We, we had this, this brilliant talk by this morning when she talked about how these, this, this Ukrainian group, this think tank monitored the information sphere before the war. It almost felt like this think tank acts like a, like a secret service. Does Microsoft do that the same way?
Well, I mean we monitor what, what we do. We have people
Anticipation.
Well what, what we try to understand is what the bad guys will do going forward because we want to get the infrastructure prepared. Obviously we monitor the groups, we try to understand what they do. We moved away from nation state only more into the ransomware environments, but the ransomware activities. But we are not the national intelligence. Sure.
I mean even if you look at the paper we published around Ukraine, what we could show is a time correlation between attacks on media environments which we run and the physical attacks on the transmission towers in Ukraine.
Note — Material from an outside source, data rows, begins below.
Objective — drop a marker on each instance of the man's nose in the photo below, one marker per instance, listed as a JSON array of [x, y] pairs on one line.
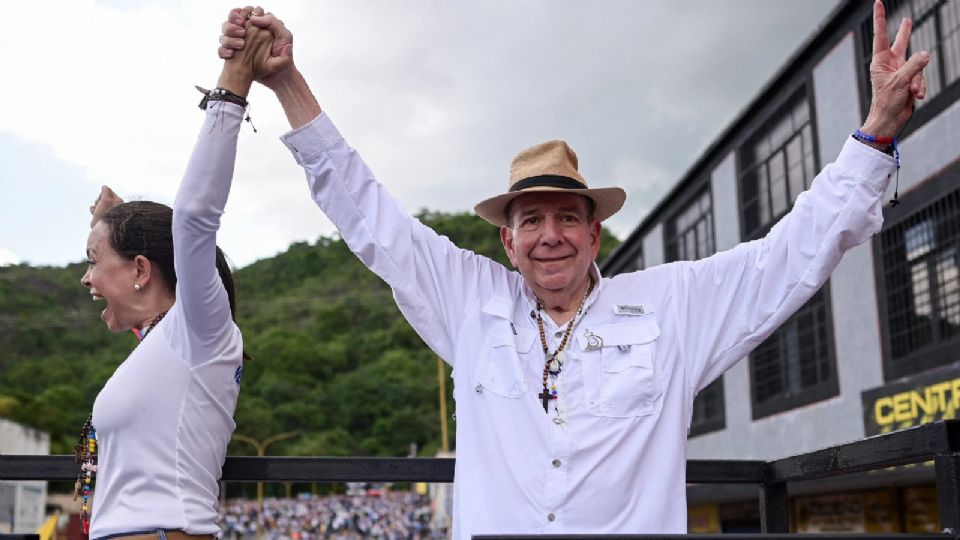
[[551, 230]]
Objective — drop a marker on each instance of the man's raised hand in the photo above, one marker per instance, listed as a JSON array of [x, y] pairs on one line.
[[896, 81], [271, 68], [106, 200]]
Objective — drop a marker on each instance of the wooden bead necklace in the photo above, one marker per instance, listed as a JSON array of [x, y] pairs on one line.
[[85, 453], [553, 363]]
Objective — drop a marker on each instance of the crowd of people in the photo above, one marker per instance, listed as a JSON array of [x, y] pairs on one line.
[[390, 515]]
Just as an example, is this now really connected from a Russian perspective? We don't know. We don't have have people on ground. It's just kind of obvious how closely together they are from a time perspective. So our job is to make sure that we understand where the bad guys move to be prepared from a technology side, but that's it.
The rest is relief that to the government and I think that's the role of the government at the end of the day. Absolutely.
Thank you very much. Brilliant presentation. Thank you. Thank you.